The French government enacted a tax earlier this year on revenues generated by certain firms’ provision of digital services. This digital services tax was ostensibly designed to combat the alleged “under taxation” of digital companies through base erosion and profit-shifting.

France’s digital services tax almost exclusively targets American multinational corporations in a discriminatory manner. That was the conclusion of a just-issued report from the U.S. trade representative. Authorized under Section 301 of the Trade Act of 1974, the USTR report detailed how the digital services tax unfairly burdens American firms. It also raised the possibility of new tariffs on imports from France in response.

There’s a lot to unpack, with troubling policies emanating from both sides of the Atlantic.

There are several problems with France’s digital services tax. Modeled on the European Union’s proposed digital services tax, the French version looks an awful lot like a tariff, as Gary Hufbauer of the Peterson Institute for International Economics has argued. Hufbauer wrote of the EU’s proposal: “The high revenue thresholds that subject a firm to the DST, and the exclusion of certain revenues widely earned by European firms, create de facto discrimination against US digital firms.”

That was almost certainly by design. The record presented by USTR in the Section 301 report overwhelmingly supports the position that French policymakers intended to target American firms for discriminatory taxation. For example, Bruno Le Maire, French minister of economy and finance, called the digital services tax the “‘GAFA’ tax, which stands for Google, Apple, Facebook and Amazon,” which are all U.S.-based companies. Given this clear intention to discriminate between foreign and domestic producers, the French digital services tax violates the country’s commitments to national treatment under the World Trade Organization’s General Agreement on Trade in Services.

At a time when countries, including the United States, are flouting their WTO commitments, France should be standing up for the international rules-based trading system, not adding to the system’s troubles.

Also troubling is that the digital services tax applies not to profits, but to gross revenues, with thresholds of more than 750 million euros globally and 25 million euros in France. This is an ill-conceived approach. It is commonly accepted that countries should tax profits, not revenues. As the 301 report notes: “The OECD Model Tax Convention on Income and on Capital, the U.N. Model Double Taxation Convention between Developed and Developing Countries, the U.S. model tax treaty, the U.S.-France and more than 3,000 other bilateral tax treaties in effect all reflect the principle that taxation generally should be income-based, rather than based on gross revenues for companies that earn revenues from operations in a country.” Indeed, such structures can lead to double taxation on the same stream of revenue.

The Trump administration is right to be concerned about France’s discriminatory digital services tax. Other countries are currently debating a similar tax that narrowly applies only to American multinationals that provide digital services.
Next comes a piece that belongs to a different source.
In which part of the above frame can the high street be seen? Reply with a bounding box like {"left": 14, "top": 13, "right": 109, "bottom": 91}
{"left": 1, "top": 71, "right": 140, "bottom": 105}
But more unilateral tariffs would be a mistake. There is a better way to address these discriminatory policies without harming American consumers or triggering French retaliation against American exports.

Section 301 differs from other trade statutes, in that the goal is not to protect domestic industries but, rather, to force other countries to remove their own protectionist trade barriers that burden American exports. Unfortunately, recent results have not been promising. The U.S. is currently using Section 301 to attempt to change China’s protectionist and mercantilist trade policy practices but has only Beijing’s retaliation against American exports to show for it. After nearly a year and a half, the trade war between Washington and Beijing shows no tangible signs of a cease-fire.

As part of the compromise that converted the General Agreement on Tariffs and Trade into the WTO, the U.S. agreed to forgo unilateral enforcement under Section 301 for violations of WTO agreements in exchange for Europe’s acquiescence to binding dispute settlement. In other words, the U.S. promised to use the WTO’s dispute settlement system to target discriminatory or protectionist foreign trade policies that violate WTO commitments. Because France’s digital services tax violates its GATS commitments, the U.S. should pursue this dispute through the legally required channels at the WTO instead of imposing unilateral tariffs that will almost certainly trigger retaliation against American exports to France. In addition to pursuing dispute settlement at the WTO, the U.S. and other Organization for Economic Cooperation and Development members should be trying to resolve the issues of base erosion through multilateral negotiations.

Like the issue raised in the U.S. trade representative’s 301 report about China’s burdensome trade policy practices, the U.S. has legitimate complaints about France’s digital services tax. Yet, also like the China issues, by operating outside the confines of the WTO and its dispute settlement system to target France’s discriminatory tax treatment of American firms, the United States risks jeopardizing its moral high ground in a consequential dispute.